Looks like everyone's been moved up one tier

Just cough in my face and have covid only gyms, honestly don't give a **** anymore
 
Welcome to tier 4.

The areas joining tier four from Thursday are:

  • Leicester City
  • Leicestershire (Oadby and Wigston, Harborough, Hinckley and Bosworth, Blaby, Charnwood, North West Leicestershire, Melton)
  • Lincolnshire (City of Lincoln, Boston, South Kesteven, West Lindsey, North Kesteven, South Holland, East Lindsey)
  • Northamptonshire (Corby, Daventry, East Northamptonshire, Kettering, Northampton, South Northamptonshire, Wellingborough)
  • Derby and Derbyshire (Derby, Amber Valley, South Derbyshire, Bolsover, North East Derbyshire, Chesterfield, Erewash, Derbyshire Dales, High Peak)
  • Nottingham and Nottinghamshire (Gedling, Ashfield, Mansfield, Rushcliffe, Bassetlaw, Newark and Sherwood, Nottinghamshire, Broxtowe)
  • Birmingham and Black Country (Dudley, Birmingham, Sandwell, Walsall, Wolverhampton)
  • Coventry
  • Solihull
  • Warwickshire (Rugby, Nuneaton and Bedworth, Warwick, North Warwickshire, Stratford-upon-Avon)
  • Staffordshire and Stoke-on-Trent (East Staffordshire, Stafford, South Staffordshire, Cannock Chase, Lichfield, Staffordshire Moorlands, Newcastle under Lyme, Tamworth, Stoke-on-Trent)
  • Lancashire (Burnley, Pendle, Blackburn with Darwen, Ribble Valley, Blackpool, Preston, Hyndburn, Chorley, Fylde, Lancaster, Rossendale, South Ribble, West Lancashire, Wyre)
  • Cheshire and Warrington (Cheshire East, Cheshire West and Chester, Warrington)
  • Cumbria (Eden, Carlisle, South Lakeland, Barrow-in-Furness, Copeland, Allerdale)
  • Greater Manchester (Bolton, Bury, Manchester, Oldham, Rochdale, Salford, Stockport, Tameside, Trafford, Wigan)
  • Tees Valley (Darlington, Hartlepool, Middlesbrough, Redcar and Cleveland, Stockton-on-Tees )
  • North East (County Durham, Gateshead, Newcastle-upon-Tyne, North Tyneside, Northumberland, South Tyneside, Sunderland)
  • Gloucestershire (Gloucester, Forest of Dean, Cotswolds, Tewkesbury, Stroud, Cheltenham)
  • Somerset Council (Mendip, Sedgemoor, Somerset West and Taunton, South Somerset)
  • Swindon
  • Bournemouth, Christchurch and Poole
  • Isle of Wight
  • New Forest
Feels a lot like tier 3 but with more shops closed and more people mingling in the street instead. :rolleyes:
 
For me it's simple. They need to either prove that the new strain is transmitted by children like the previous one or shut schools, because these tiers will be completely pointless as long as you allow groups of 30 children or more to mix in spaces less than 1 metre for extended periods of time. Data with the previous virus suggested 30% of transmissions were occurring in education settings, what will it be with a version that children transmit easily.

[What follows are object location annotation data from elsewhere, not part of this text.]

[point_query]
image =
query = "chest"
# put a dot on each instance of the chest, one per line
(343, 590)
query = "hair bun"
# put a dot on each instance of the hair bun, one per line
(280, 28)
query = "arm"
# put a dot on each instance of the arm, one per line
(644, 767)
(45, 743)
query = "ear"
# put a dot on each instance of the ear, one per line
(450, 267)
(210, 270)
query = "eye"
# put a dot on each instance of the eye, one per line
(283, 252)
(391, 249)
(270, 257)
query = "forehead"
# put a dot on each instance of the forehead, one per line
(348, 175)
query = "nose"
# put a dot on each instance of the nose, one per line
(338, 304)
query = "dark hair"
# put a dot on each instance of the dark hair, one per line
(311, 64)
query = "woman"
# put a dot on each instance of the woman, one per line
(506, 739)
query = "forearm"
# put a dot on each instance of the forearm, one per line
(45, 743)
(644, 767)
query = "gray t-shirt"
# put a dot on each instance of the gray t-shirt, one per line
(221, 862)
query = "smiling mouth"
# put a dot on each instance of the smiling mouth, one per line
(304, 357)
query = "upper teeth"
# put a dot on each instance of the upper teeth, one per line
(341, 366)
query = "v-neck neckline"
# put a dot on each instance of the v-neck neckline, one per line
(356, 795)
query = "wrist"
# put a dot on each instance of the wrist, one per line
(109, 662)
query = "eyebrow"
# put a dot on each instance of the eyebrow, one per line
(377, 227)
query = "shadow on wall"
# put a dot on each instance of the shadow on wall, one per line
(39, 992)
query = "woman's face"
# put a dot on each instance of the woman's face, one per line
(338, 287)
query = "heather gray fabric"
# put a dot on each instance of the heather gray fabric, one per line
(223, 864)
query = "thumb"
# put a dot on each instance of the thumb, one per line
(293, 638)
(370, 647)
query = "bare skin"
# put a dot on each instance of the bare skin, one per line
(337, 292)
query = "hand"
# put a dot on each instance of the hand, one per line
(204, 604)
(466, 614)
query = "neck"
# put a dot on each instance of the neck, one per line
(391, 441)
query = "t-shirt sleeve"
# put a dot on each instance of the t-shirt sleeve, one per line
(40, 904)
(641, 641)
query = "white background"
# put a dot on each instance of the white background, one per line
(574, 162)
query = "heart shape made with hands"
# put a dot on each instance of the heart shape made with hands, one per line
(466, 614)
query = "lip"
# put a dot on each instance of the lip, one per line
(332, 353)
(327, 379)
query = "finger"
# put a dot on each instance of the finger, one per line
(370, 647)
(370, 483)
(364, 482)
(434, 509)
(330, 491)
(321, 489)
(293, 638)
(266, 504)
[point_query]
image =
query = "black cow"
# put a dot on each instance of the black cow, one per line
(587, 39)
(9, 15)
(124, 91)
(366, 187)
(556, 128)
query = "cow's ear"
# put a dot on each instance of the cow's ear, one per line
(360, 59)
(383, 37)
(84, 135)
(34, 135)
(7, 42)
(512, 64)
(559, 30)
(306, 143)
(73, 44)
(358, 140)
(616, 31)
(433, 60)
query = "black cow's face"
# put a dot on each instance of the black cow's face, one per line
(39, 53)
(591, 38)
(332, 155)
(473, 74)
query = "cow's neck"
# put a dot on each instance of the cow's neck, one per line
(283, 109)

Also the government should had been prepared for this tbh. The virus was always going to mutate and it is constantly mutating. The successful mutation is the one that allows it to survive better. By forcing schools to carry on as normal the logical mutation was always going to be one that infected children better.
 
For me it's simple. They need to either prove that the new strain is transmitted by children like the previous one or shut schools, because these tiers will be completely pointless as long as you allow groups of 30 children or more to mix in spaces less than 1 metre for extended periods of time. Data with the previous virus suggested 30% of transmissions were occurring in education settings, what will it be with a version that children transmit easily.

Also the government should had been prepared for this tbh. The virus was always going to mutate and it is constantly mutating. The successful mutation is the one that allows it to survive better. By forcing schools to carry on as normal the logical mutation was always going to be one that infected children better.
I predict this will go the usual way:
1) People point out a threat from Covid and a fault in the covid strategy
2) Boris blusters about Britain, swings a few 3 part slogans and a few more braincells dribble out his nose
3) Human scrotum Gove says it's all fine because the government know what they are doing
4) Various experts and opposition recommend immediate action, Tories make snide comments (cancel new year this time?)
5) 1 or 2 weeks down the line the Tories say they are leading the way taking decisive action that definitely nobody said they should do earlier. Also let's stick an extra tier on top of what we started with and hope nobody noticed the fact it wasn't thought out beforehand
6) Praise the NHS and engage in some braindead deflection tactics until things finally come down again.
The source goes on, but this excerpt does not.